月波 @tsukiandnami
夏の盛りの嵐の夜、ボクは父さんに呼ばれた。
「母さんの病気は酷くなった。聞けばゆっくり進む病だそうだが、あの痣の具合ではあと一年がいいところらしい。治すには特別な薬が要るのだが、遥か先にある街でしか手に入らない。嵐が止んだらリヒラが街に向かう。エミール、彼と一緒に街へ行ってこい」
―――――午後8:29 · 2023年2月27日
収穫前だったが、そもそもが人の少ない村だからボクが欠けてもなんとかなる、と爺さんたちは言ってくれた。

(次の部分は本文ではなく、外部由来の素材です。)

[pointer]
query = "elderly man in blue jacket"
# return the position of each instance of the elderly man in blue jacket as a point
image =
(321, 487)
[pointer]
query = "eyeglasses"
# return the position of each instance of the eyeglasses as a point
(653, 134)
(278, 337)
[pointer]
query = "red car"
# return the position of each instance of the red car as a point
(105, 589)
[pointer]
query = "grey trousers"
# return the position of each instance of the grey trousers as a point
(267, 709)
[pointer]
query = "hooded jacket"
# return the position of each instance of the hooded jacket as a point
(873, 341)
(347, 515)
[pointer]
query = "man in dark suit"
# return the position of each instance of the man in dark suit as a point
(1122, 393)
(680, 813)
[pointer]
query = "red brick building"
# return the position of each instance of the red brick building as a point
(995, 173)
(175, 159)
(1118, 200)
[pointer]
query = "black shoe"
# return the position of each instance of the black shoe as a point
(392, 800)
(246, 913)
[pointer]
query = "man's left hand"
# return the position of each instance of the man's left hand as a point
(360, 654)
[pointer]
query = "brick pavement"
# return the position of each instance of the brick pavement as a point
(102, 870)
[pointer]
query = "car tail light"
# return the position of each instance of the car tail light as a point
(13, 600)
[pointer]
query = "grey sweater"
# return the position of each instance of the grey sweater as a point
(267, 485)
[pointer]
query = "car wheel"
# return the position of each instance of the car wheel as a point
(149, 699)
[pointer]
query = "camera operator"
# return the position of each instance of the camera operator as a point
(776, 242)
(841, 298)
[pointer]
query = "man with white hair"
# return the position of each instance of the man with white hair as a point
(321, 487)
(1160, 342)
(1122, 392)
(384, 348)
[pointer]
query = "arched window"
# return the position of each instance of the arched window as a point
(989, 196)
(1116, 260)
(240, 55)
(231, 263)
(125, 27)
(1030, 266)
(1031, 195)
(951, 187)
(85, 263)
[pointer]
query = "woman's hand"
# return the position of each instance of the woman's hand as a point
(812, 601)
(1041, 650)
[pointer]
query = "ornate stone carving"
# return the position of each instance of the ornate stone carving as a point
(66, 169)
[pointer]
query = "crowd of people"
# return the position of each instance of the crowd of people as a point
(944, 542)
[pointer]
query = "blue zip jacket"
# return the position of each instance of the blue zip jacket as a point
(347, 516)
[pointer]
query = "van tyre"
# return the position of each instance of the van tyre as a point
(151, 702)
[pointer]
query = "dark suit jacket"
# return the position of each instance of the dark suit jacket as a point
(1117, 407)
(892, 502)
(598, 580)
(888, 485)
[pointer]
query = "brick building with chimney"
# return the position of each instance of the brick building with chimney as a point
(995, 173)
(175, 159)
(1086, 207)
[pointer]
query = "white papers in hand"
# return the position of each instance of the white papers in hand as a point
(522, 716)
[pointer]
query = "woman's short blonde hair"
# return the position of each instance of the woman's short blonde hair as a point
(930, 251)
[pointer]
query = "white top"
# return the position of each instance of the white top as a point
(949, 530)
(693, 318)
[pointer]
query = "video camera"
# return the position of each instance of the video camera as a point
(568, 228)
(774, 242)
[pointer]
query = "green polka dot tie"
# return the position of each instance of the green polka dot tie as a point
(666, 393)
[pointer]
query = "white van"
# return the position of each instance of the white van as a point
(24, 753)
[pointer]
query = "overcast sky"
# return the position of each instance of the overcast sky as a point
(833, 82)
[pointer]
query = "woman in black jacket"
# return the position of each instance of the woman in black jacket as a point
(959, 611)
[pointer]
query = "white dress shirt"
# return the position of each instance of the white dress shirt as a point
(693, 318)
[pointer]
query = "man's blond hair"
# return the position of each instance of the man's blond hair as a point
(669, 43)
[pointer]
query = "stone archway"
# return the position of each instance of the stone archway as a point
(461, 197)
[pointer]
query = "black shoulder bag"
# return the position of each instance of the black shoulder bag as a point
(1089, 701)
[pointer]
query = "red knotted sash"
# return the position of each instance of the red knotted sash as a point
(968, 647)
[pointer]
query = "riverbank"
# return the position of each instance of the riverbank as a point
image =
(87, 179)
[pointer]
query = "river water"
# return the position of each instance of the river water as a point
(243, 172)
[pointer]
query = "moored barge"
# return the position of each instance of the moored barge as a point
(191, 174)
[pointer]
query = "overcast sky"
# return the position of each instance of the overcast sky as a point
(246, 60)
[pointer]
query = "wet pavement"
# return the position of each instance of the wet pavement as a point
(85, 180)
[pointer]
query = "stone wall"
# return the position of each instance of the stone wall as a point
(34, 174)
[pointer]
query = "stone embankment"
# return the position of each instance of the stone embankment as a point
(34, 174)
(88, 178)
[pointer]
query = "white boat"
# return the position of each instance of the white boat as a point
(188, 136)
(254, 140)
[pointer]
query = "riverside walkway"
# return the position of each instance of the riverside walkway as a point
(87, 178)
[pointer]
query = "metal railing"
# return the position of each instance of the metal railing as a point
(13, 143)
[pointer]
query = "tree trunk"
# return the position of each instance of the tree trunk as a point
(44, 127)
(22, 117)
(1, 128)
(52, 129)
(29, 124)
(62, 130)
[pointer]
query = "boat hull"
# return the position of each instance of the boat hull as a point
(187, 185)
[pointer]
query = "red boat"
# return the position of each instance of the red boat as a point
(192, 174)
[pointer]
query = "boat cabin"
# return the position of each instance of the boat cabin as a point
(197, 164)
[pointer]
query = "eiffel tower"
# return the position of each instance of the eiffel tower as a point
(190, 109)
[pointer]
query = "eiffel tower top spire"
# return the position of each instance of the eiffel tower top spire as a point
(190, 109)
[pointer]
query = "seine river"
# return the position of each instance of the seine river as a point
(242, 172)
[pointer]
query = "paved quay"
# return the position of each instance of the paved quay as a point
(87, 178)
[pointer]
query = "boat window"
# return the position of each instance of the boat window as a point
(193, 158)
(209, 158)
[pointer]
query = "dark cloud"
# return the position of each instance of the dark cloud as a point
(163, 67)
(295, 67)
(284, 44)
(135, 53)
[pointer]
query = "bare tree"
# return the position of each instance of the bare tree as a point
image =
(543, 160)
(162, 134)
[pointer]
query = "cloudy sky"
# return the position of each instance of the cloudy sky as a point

「アガ(母の名前)のことは心配するな。新しい種のためにもアグリコラ(父の名前)や儂らでちゃんと守ってやる。お前は街で別嬪になってこい」
違うよ爺さん。ボクは薬を買いに行くだけだよ。
―――――午後6:00 · 2023年2月28日
父さん、母さん、村の爺さんたちに見送られ旅立ってもう五日。町はおろか、人の気配すら感じられない山道をボクらは進んでいた。どこを向いてるかなんてまったくわからず、ただ前を歩くリヒラの背中に遅れないようついていくだけ。朝はスープ、夜は黒パンと干し肉。その繰り返しに、ボクは時間を失う。
―――――午後6:47 · 2023年3月1日
十日目に初めて人の住む場所に着いた。ボクの村よりもだいぶ人の多いところ。ボクは生まれて初めて自分と同じくらいの人や、もっとずっと小さい子と会った。それも十人くらい!初めて見る男の子は紅い髪をしてて、しきりにボクの黒髪を変だと言ってきた。でもボクはなんて応えればいいのかわからない。
―――――午後6:30 · 2023年3月2日
その村でリヒラは買い物をした。父さん手製の道具や母さんが織った布も、
「彼はエミールが好きなんだよ」
リヒラは言うけど、どういう意味?
―――――午後6:30 · 2023年3月3日
ヤクーにはボクが名前を付けた。カリ。世話するのもボクの仕事。
七日間ほど滞在したボクたちは、木枯らしが吹き始める前にその村を発った。
―――――午後6:40 · 2023年3月4日
雪が降り出して数日、ボクのアルハイドも重なって、移動できる時間も限られてきた。弱音を吐きそうになったある朝、遠くに一条の煙が上がるのが見えた。